Unfolding on my screen this night is the story of Erik Kernan Jr. (Josh Hartnett), a struggling Denver sports reporter living in the shadow of his deceased legendary sports broadcasting father.  While striving to forge a career, Erik also seeks to build a relationship with his son, who he shares custody of with his ex-wife.  One night after covering a boxing match, Erik stumbles upon an opportunity in the form of Battling Bob Satterfield (Samuel L. Jackson), a now homeless, former professional boxer.  Sensing a potential story, our eager reporter begins not only an investigation, but a friendship with the poor pugilist.  As the relationship between the two men grows, we learn of their individual battles as fighter and writer, and as father and son.

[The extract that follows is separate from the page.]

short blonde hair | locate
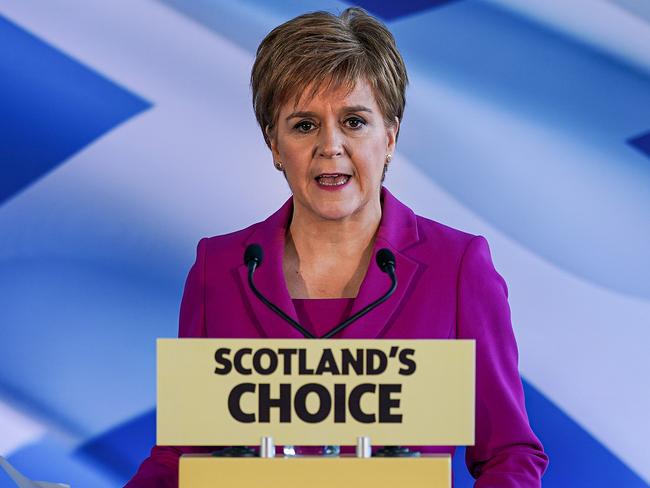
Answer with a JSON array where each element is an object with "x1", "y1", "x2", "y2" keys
[{"x1": 251, "y1": 7, "x2": 408, "y2": 146}]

So intrigued by the story, I pick up my phone and begin to research.  Resurrecting the Champ is based upon an L.A. Times Magazine article by J. R. Moehringer.  Finding the article, I pause the film and dive in.  I find myself deplopped from the couch and now walking about my home as I read the tale of two men who are no longer just characters in a movie.  I suddenly reach a point in the article that causes me to stop and look around my home as if to see if someone is watching me.  Our intrepid reporter did not meet the beleaguered boxer on the streets of Denver as depicted in the film.  Our champ was found on the streets of Santa Ana, California, mere city blocks from where my own father grew up.  That was one of many ironic elements I would find within this story, as I too had an absent father for much of my life.  The irony has me standing alone in my home, not watching the movie, not reading the article, but reflecting on my relationship with my father, and ultimately, mentally resurrecting my champ.  Standing there having the type of reaction one hopes to experience when being engulfed by well-written or well-spoken word.   Pondering my own relationships, I finish the article, and replop into the movie.

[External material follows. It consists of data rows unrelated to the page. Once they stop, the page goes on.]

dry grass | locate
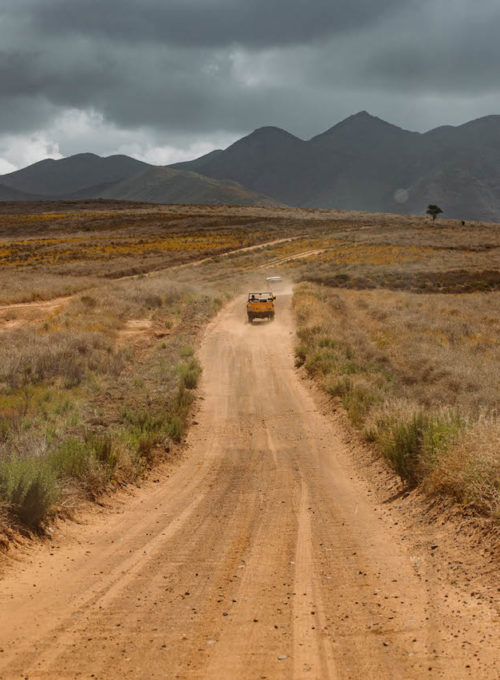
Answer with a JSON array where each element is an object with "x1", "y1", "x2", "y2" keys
[
  {"x1": 292, "y1": 216, "x2": 500, "y2": 516},
  {"x1": 0, "y1": 202, "x2": 500, "y2": 526}
]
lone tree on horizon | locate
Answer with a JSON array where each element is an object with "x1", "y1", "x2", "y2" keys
[{"x1": 425, "y1": 203, "x2": 443, "y2": 222}]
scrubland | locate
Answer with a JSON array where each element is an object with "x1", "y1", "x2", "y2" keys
[
  {"x1": 0, "y1": 202, "x2": 500, "y2": 528},
  {"x1": 290, "y1": 218, "x2": 500, "y2": 520}
]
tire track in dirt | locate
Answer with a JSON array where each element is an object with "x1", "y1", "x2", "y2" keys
[{"x1": 0, "y1": 294, "x2": 500, "y2": 680}]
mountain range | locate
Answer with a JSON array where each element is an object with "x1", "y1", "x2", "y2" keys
[{"x1": 0, "y1": 111, "x2": 500, "y2": 221}]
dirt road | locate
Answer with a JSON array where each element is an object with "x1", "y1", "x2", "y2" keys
[{"x1": 0, "y1": 295, "x2": 500, "y2": 680}]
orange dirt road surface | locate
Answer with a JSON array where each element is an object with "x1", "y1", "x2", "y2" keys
[{"x1": 0, "y1": 294, "x2": 500, "y2": 680}]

With a screenplay by Michael Bortman and Allison Burnett, director Rod Lurie does a fine job of weaving intricate father-son relationships for us to examine.  Unfortunately, with this tale including the burgeoning relationship between Erik and the Champ, along with their fathers and sons, and the other parental figures in the film, there simply may not be enough rounds in this fight for us to truly appreciate all the action in the ring.  We’re left wanting more which is generally a good thing, but sometimes it’s because some of the storylines seem incomplete.

One of the other parental figures is Erik's boss, portrayed with subtle brilliance by Alan Alda.  It’s always challenging to not see Hawkeye in the work of Alda, but it’s a welcome addition here. All the performances in Resurrecting the Champ are solid with that of Jackson standing out as he becomes everything we would expect to find in a former boxer.

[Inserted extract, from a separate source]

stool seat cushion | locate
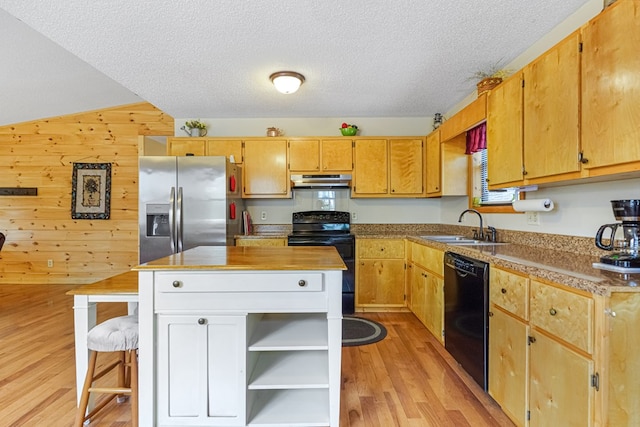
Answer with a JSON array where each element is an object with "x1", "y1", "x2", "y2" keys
[{"x1": 87, "y1": 315, "x2": 138, "y2": 351}]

Recommendation: I jumped at the chance to get the Blu-ray when it hit store shelves on June 25 and so should you. There is bonus material on the new release, but it’s all quite brief. It would have been nice to see more about how the movie was made and what led to the choices the screenwriters made.

See the movie before you read the article as the movie takes quite a bit of creative license.  Reading the article after seeing the movie allows you to clearly see Jackson as you enjoy every word.

This is more than a story about a reporter and a fighter.  This is the story of the fight many of us face to accept who we are and who we think we should be in the eyes of our father and our sons.  This is the story of the shortcuts we are willing to take.  Though the shortcut makes the road rougher, it can lead us to become far more than we thought we could be.